Posted on: Sunday, April 10, 2005

FAMILY MATTERS
Words, teacher's inspiration link generations

By Michael C. DeMattos

What do a late school teacher, an aging journalist, a stalwart social worker and an inquisitive second-grader have in common?

Nothing, until you look just below the surface.

It started as a second-grade assignment in which my daughter was to interview her grandfather about growing up in Hawai'i. Papa Joe, as he is known to her, is a veteran of the second World War and a retired journalist. This time, however, the tables were turned and she was the reporter.

It turns out that my father's love for the written word was born in the seventh grade. He had a lovely literature teacher at Lili'uokalani Intermediate School named Mrs. Henke. She was a real inspiration. My father would go to the library every Saturday and borrow seven books for the upcoming week. He would then read each in turn, one a day, and give Mrs. Henke a brief report about what he had learned.

That experience informed my father's life both personally and professionally. After nearly two years in the Army, he would later take a job at the Naval Shipyard as assistant editor of the Shipyard Log and then later still as the editor of The Patrol for the Pacific Submarine Force.

Mrs. Henke was a wonderful teacher. Anyone who could get a young precocious kid like my father to read a book a day deserves a medal of honor. She was committed to her students and to her subject.

But she was not the only educator in the family. She was married to a Professor Henke from the University of Hawai'i. Professor Henke was a researcher who specialized in animal husbandry. His office and laboratory were on East-West Road just Diamond Head of Hamilton Library.
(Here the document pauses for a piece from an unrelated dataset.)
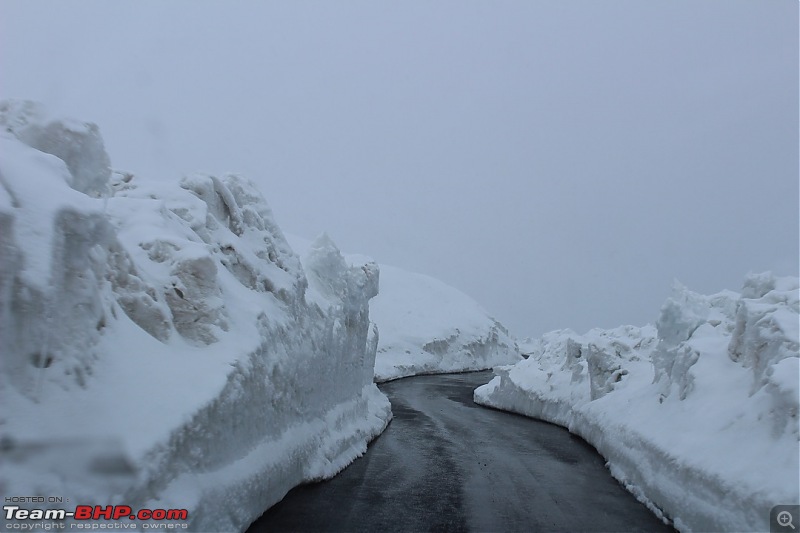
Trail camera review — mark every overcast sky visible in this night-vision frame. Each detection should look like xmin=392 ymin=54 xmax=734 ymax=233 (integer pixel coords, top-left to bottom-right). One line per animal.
xmin=0 ymin=0 xmax=799 ymax=337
So now we have a second-grader interviewing her grandfather as part of a class project. She listened intently and took notes, much like he did for nearly 40 years. We also have a schoolteacher who was a real hero and inspired that man, my father, to pursue his passion for writing. And we have her husband who was a professor of animal husbandry, but something seems to be missing.

That is where I come in.

I'm a faculty member at the UH school of social work. The school was once housed in historic Hawai'i Hall, and relocated when the building was being restored, but never returned. Instead, the school now occupies two small one-story buildings just Diamond Head of Hamilton Library, collectively known as Henke Hall. Yes, that Henke!

In a weird way, Henke Hall connects me to my father, despite the fact that he never attended the university. In fact, he never completed high school.

The building is old now, like my father, and some of the timbers are giving way, but the brick and mortar are holding fast. Each tile is laid one upon the other like the stories from my family, building a foundation designed to stand the test of time.

So, what do a deceased grade school teacher, an aging journalist, a stalwart social worker and an inquisitive second-grader have in common?

Maybe everything, at least everything that really matters in this beautifully tangled life of ours.

Our family is connected by words. They have been spoken aloud, written on paper and etched in our souls. Still, more important than the words are the lives of the people who made those words real.

The words make the stories and the stories reveal the lives and in the telling we help each live on ... long after we have gone.

Family therapist Michael C. DeMattos has a master's degree in social work.